La Garza y el Lago (Una carta a Natalia)
Donde nosotros vivíamos, muy cerca, ahora habita una preciosa garza blanca. Cuando paseo de vez en cuando por ese restaurante que jamás visitamos juntos siempre me la encuentro. Un par de veces ella es la quien ha venido a buscarme posándose frente a mí con sus alas abiertas. No sé si lo hace en forma desafiante o invitadora, no hay modo de saberlo. Tan sólo a unos pocos metros, a los bordes del lago caza pecesillos con parsimonía y brutalidad, la cabeza quieta, el cuerpo expectante, bam, un pececillo cría en el cogote que no verá descendencia, bam, un pico dolorido y vacío con un día más para los genes de la criaturilla.
Otras veces, más alejada sólo contempla ensimismada el agua verde, espero sea por el seco calor, aguardando que una carpa de buen tamaño salte del fondo para refrescarse y alcance el descanso eterno en sus entrañas de emplumado exterior, ésto porque no deseo que sea comoyo y mis razones para ver las pardas aguas. No es una garza graciosa, no posee la picárez del mirlo que parece desear siempre su compañía, tampoco es una garza ofendidamente digna como las palomas que ya de nadie llaman la atención, es una garza seria, concentrada en lo garza y en que tan garza puede ser.
Al principio, hace muchos meses era temerosa, sólo la veía sobre los altos abetos desdeñándome. O volando lejos de cualquier cosa que ligeramente simulara un niño curioso.

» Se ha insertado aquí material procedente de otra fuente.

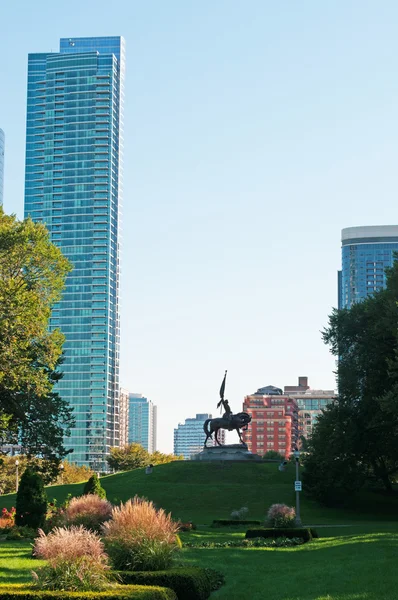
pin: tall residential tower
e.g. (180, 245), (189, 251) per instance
(0, 129), (5, 206)
(25, 37), (125, 470)
(128, 394), (157, 454)
(338, 225), (398, 308)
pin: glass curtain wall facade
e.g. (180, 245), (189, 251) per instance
(338, 225), (398, 309)
(25, 37), (125, 471)
(174, 413), (218, 460)
(0, 129), (5, 206)
(128, 394), (157, 453)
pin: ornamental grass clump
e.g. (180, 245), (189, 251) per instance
(103, 496), (181, 571)
(32, 526), (109, 592)
(267, 504), (296, 528)
(65, 494), (112, 532)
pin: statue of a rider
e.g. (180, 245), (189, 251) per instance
(217, 398), (233, 421)
(203, 371), (251, 447)
(217, 371), (233, 421)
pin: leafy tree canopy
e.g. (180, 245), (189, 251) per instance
(0, 207), (73, 462)
(304, 262), (398, 500)
(107, 443), (184, 471)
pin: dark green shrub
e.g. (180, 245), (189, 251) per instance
(0, 585), (177, 600)
(83, 473), (106, 498)
(117, 567), (212, 600)
(212, 519), (262, 527)
(204, 568), (225, 592)
(245, 527), (312, 542)
(15, 468), (47, 529)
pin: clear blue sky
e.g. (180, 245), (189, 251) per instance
(0, 0), (398, 450)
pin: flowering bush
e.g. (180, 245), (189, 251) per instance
(33, 526), (109, 591)
(267, 504), (296, 527)
(0, 507), (16, 529)
(65, 494), (112, 532)
(103, 496), (181, 571)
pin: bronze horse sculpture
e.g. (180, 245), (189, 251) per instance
(203, 412), (252, 448)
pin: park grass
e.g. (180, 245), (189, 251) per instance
(0, 540), (44, 587)
(0, 461), (398, 525)
(182, 533), (398, 600)
(0, 462), (398, 600)
(0, 523), (398, 600)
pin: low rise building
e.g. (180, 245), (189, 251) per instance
(239, 386), (298, 458)
(284, 377), (336, 439)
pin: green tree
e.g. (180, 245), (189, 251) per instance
(15, 468), (47, 529)
(83, 473), (106, 498)
(106, 443), (151, 471)
(0, 207), (73, 462)
(0, 207), (71, 396)
(304, 262), (398, 500)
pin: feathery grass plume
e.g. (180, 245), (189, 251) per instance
(103, 496), (180, 571)
(65, 494), (112, 532)
(32, 525), (109, 591)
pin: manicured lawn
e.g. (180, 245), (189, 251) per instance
(182, 523), (398, 600)
(0, 540), (43, 585)
(0, 461), (398, 525)
(0, 462), (398, 600)
(0, 523), (398, 600)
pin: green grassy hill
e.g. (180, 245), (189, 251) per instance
(0, 461), (398, 524)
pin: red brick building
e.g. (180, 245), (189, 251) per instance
(243, 386), (298, 458)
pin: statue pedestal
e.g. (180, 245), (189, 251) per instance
(191, 444), (262, 462)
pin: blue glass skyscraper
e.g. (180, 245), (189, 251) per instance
(128, 394), (157, 453)
(25, 37), (125, 470)
(0, 129), (5, 206)
(338, 225), (398, 308)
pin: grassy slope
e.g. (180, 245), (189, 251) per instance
(0, 532), (398, 600)
(0, 462), (398, 600)
(0, 461), (398, 524)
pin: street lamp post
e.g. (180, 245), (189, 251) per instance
(293, 450), (301, 527)
(15, 459), (19, 493)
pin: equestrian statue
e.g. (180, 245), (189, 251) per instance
(203, 371), (252, 448)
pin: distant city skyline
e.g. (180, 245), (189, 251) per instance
(0, 0), (398, 452)
(173, 413), (225, 460)
(338, 225), (398, 308)
(128, 392), (158, 454)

Aburrida, la garza se esconde. Es ahora que la visito a ella y le dejo unas flores para tí en esta dimensión contraria donde tu falleciste y yo me quedé, pero voy a regresar amor, a la resequedad que es mi estancia aquí y le dedicaré unas líneas sustantivadas al imaginario de tu presencia, y a esa garza que llega cuando más te necesito a tí.